Perhaps I’m a bit dense, but I didn’t read anything really that wrong with cheezit’s post - maybe because I came at it from the assumption that he/she was a decent person who was honestly concerned.
And I don’t think yojimbo was trying to flame back either.
Charitable: 1. kind and generous in giving money or other help to those in need 2. of or for charity 3. kind and forgiving in judging others; lenient
Charity: 1. Christian theol. the love of God for man or of man for his fellow men. 2. an act of good will or affection 3. the feeling of good will; benevolence 4. kindness or leniency in judging others. 5. a) a voluntary giving of money or other help to those in need b)money or help so given c) an instituion or other recipient of such help 6. a welfare instituion, organization or fund.
Sorry, but not a word to be found about “pity” in the definition. Not a word to imply that “pity” has anything to do with charity.
I can feel pity for jerks without extending them any charity. I can extend charity to jerks without feeling any pity at all.
And I wouldn’t try to tell you anything. I hate wasting my time.
Ok , cheezit it seems wires may have been crossed . You have shown me how you think ( not that you where under any obligation to ) . I do see where I could inferre the things I have said in your posts but obviously that’s not what you meant and I just made a mistake .
A lot of points you have brought up are things other posters have said or taken you up wrong . I was just looking for an explaination not a fight.
While I still don’t agree with you on everything you have said that is my problem and not yours . As far as I’m concerned this is over. If you do what to continue my e-mail is showing .
Guys, I’m a cashier at KrapMart, and let me tell you: what he said was NOT appropriate.
I’m not being nasty, I feel for this boy. But not only would it make customers uncomfortable, as some have pointed out, it would make him a target.

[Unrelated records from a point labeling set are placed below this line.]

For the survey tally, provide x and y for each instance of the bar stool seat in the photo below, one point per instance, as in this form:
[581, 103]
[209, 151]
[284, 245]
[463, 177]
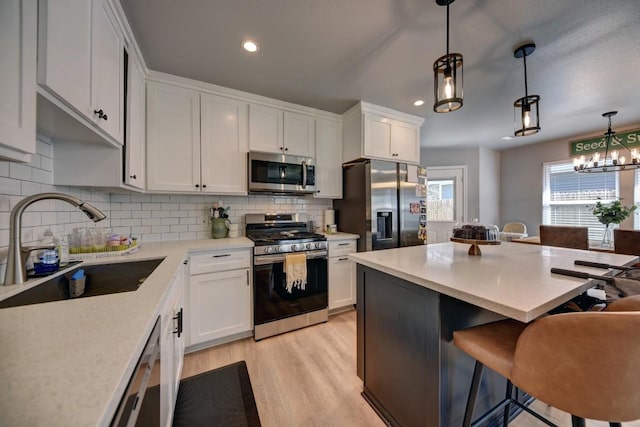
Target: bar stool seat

I would hope that I would be as polite as Diane. But, I would speak with a manager, and make it known that I was concerned for poor John. Because let me tell you, what if he said that to a small child, and a parent got the wrong idea, and all that?
So let’s just say, that he’s probably not a bad kid, but that still doesn’t make what he said appropriate, all right?
Would the clerks statements be ok if he WEREN’T retarded?
Discussing bodily functions with a customer is NOT ok.
If this kid can’t understand that, I agree with Yue Han, he needs another job. Not to be fired, but to be removed from interacting with strangers. Other employees can be trained, explained to, it’s not the same.
Well, I gotta say, I’m not sure how I’d react if a boy asked me to do that. But it wouldn’t be harshly. And I honestly don’t think there’s many people out there who would react harshly.
And saying he might be in danger is silly. He might be in danger anywhere except for home. But who wants to live such a sheltered life? I would bet the reason he likes that job is because he gets to talk to people. Not to mention he’s actually enjoying a job that most other people wouldn’t want. And people tend to prefer being helped by someone who enjoys their job, like the guys you see in the commercials. You know, the guys who look like they’re absolutely thrilled to be wearing an apron and a paper hat. Of course, that ideal employee probably doesn’t ask people to change his diaper. But hey, you gotta take the good with the bad.
Remember, this is a nice kid. And from all available accounts, rather likeable. So he said some things that are inappropriate, but everybody has a different idea of what’s inappropriate. I was once fired because a coworker and I were talking about the percentage of gays and lesbians amongst males and females. My coworker was gay, he didn’t find it offensive. But somebody in the other room overheard and complained to the manager that it was inappropriate. Most people wouldn’t have been offended by that. But this guy had a tick up his ass about it.
I wish everybody would realize that if they get offended, it might be their own fault.